Coming into the game I expected to eventually come to a secret techie lair of some sort and was sorely disappointed. As we moved from room to room, it all felt a little too familiar: I was back in my college years living with a roommate who also happened to double as a complete and total slob.
The only thing that stood out in the decorum was the countdown timer. As the minutes ticked down, Nitr0 would occasionally make video appearances on the screen, taunting my team by reminding us of how little time we had left. These frequent interruptions were wonderful and I was often torn whether to continue working on whatever puzzle was in my hands or stop and listen to Nitr0’s updates on the FBI’s progress.
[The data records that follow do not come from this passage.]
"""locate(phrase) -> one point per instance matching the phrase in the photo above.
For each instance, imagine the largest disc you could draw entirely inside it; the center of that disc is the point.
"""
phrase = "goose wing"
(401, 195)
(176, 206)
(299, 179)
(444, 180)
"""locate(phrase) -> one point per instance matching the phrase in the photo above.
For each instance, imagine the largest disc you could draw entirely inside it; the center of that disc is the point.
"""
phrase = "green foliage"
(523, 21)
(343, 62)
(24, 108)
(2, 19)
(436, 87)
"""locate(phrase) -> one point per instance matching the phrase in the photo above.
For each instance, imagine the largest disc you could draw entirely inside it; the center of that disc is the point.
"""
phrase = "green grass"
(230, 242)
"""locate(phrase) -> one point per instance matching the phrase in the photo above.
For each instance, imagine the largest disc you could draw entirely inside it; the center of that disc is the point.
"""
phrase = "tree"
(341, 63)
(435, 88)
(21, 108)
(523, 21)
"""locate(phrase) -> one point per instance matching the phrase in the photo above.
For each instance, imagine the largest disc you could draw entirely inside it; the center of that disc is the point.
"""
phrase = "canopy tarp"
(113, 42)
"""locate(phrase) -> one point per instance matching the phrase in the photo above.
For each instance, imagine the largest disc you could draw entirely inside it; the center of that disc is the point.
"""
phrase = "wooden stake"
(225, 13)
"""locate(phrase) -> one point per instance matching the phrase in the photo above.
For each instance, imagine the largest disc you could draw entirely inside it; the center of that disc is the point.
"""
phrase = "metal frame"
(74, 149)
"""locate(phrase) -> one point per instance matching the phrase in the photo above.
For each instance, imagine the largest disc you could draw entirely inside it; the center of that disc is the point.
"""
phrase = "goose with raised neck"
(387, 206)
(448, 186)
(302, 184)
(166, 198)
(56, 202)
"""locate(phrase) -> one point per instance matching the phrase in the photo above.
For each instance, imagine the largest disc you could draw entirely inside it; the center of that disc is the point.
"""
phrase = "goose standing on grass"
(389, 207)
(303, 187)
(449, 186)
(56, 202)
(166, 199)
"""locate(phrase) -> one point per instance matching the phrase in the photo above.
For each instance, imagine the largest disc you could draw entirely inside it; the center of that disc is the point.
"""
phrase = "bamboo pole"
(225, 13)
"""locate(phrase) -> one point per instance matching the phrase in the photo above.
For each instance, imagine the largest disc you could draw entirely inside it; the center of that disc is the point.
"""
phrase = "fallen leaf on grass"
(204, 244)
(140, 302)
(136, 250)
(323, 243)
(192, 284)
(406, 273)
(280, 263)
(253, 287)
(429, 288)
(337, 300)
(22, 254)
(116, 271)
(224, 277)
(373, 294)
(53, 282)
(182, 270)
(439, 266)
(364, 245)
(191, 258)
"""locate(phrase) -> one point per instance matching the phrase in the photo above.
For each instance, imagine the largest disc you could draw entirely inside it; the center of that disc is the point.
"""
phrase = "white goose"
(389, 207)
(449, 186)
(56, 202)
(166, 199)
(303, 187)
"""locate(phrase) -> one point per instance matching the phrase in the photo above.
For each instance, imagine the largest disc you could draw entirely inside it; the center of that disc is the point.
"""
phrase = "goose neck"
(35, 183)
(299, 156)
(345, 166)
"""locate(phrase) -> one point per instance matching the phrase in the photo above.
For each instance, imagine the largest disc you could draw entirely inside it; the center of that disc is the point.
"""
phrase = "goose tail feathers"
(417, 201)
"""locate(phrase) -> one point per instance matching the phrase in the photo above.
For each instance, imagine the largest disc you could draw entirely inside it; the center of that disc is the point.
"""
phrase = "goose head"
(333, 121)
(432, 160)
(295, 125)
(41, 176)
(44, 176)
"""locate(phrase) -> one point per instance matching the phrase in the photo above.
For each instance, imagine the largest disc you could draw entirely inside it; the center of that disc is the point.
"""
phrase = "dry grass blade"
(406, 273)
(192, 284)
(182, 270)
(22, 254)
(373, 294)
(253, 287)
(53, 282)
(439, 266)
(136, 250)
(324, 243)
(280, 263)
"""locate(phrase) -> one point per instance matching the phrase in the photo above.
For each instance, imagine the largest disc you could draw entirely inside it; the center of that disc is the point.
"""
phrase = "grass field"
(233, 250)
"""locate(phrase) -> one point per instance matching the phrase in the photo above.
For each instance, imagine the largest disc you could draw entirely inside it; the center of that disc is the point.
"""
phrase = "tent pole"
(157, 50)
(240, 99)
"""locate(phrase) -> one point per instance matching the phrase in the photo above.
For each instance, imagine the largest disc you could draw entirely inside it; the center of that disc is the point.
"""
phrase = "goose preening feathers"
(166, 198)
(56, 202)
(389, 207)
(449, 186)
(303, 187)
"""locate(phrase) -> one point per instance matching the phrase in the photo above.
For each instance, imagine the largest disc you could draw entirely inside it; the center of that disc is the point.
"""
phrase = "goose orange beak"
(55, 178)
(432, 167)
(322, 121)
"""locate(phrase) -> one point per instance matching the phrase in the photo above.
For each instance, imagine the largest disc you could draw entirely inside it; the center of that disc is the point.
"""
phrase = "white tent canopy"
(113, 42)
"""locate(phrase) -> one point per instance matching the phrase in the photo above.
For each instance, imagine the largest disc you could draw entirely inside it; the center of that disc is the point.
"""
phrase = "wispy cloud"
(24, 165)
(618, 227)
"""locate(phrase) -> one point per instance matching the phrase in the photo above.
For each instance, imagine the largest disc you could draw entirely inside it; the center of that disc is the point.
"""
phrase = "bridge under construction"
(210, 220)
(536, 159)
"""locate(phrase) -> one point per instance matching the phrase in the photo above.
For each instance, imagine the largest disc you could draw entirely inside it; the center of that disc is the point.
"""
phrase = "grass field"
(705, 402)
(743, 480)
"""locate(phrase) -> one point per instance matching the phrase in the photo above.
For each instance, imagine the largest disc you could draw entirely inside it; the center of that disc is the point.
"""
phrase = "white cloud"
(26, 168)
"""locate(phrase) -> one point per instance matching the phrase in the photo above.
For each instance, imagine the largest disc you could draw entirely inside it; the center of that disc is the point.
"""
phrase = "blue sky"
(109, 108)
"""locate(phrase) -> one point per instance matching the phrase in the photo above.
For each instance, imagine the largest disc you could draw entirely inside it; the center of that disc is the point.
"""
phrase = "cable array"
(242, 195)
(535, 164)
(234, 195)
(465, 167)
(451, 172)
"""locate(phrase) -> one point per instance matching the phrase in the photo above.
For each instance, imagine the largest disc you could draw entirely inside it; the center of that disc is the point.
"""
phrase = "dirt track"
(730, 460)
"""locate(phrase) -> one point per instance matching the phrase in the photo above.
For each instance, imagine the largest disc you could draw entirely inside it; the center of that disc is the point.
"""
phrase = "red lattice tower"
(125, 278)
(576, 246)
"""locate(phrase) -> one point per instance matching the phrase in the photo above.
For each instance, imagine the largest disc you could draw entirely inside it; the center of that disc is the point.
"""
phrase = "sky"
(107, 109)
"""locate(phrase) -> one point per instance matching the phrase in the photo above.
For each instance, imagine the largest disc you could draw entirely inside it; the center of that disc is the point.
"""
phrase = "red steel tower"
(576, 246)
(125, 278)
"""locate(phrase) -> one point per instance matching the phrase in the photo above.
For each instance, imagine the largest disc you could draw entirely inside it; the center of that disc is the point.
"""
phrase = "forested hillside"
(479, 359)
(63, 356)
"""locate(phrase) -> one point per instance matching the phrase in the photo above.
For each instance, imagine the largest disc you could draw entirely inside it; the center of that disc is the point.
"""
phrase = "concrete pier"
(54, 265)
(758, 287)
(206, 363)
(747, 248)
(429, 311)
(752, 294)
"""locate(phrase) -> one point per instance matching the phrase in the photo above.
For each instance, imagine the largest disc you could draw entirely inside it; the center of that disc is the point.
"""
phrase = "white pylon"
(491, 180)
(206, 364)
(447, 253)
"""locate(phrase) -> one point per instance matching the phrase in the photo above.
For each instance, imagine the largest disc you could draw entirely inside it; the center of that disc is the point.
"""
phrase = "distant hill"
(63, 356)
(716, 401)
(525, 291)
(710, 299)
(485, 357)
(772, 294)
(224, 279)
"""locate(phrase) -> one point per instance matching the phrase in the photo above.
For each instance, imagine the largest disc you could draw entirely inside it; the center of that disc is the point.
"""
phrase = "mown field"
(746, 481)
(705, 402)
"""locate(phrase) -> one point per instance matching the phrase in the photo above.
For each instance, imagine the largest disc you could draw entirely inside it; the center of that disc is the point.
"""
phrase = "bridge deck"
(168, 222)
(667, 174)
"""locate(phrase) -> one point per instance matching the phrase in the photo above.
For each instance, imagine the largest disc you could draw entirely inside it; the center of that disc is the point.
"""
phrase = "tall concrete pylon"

I’d never seen this type of immersion through the countdown timer… and I would love to see more of it! I give major props to whoever came up with this.
Unfortunately, the most original puzzle of TH3 C0D3 was one that didn’t actually exist (let’s just say that you should make sure your actors aren’t randomly emphasizing the words “ate”, “to” and “for” when recording videos).
Every puzzle I actually encountered was ‘standard practice’. While most everything certainly fit the theme of a college-student-turned-notorious-hacker, they were things I had already seen before elsewhere, minus one nice flashy-gizmo type puzzle that is pretty cool, if it decides to work.
More memorable than anything were the solutions, which–without giving anything away–gave me a good laugh on more than one occasion. Thanks, game writer who shares my sense of geek humor!
Unfortunately, being a recycled room, TH3 C0D3 has some remnants of a past game that come back to haunt its players. Fun fact: UV ink bleeds through acrylic paint, no matter how many layers you try and put over it. Now, you would figure that a game designer would either omit any blacklight puzzles altogether or simply reuse the same UV scribbles on the wall, but that is sadly not the case here. Instead, I was told that the winding paths to dead ends on the wall I spent ten minutes following was a “red herring” – when in actuality they were merely a poorly handled oversight remaining from the previous game.
Attach the blacklight to the wall to limit its range, or remove it entirely. In all honesty, I don’t care what you do with it, but please don’t insult me by pretending that it’s meant to be there.
TH3 C0D3 is definitely among my favorite games at Escapology. Some may beat it out in the puzzle aspect, but this one is pretty high up there. The story flows very well through the whole experience. While not a “must-see” in the Orlando area per say, TH3 C0D3 still stands out as one of Escapology’s more solid escape rooms.
The feeling of urgency in the room is real, increasing every time Nitr0 takes over the screen to tell you just how close you are to taking the fall for his heist. It was always difficult to decide whether to continue working on a task or stop to watch these interruptions. It was a very fun added element, and one that I hope Escapology–and other Escape Room venues–employ in the future!
What it all comes down to is simply wanting more. To see an escape room giant like Escapology create a room themed around a hacker that fails to incorporate much technology at all is disappointing. There were many puzzles and other opportunities for technology to be used instead of a regular padlock, yet they simply weren’t.
Here’s hoping Escapology has time to “rec0de” this game, because it certainly could stand out as their best with a little added effort.
Location: Orlando, Florida
Number of Games: 7
GAME SPECIFIC INFORMATION:
Duration: 60 minutes
Capacity: 6 people
Group Type: Private (if selected) / You will not be paired with strangers.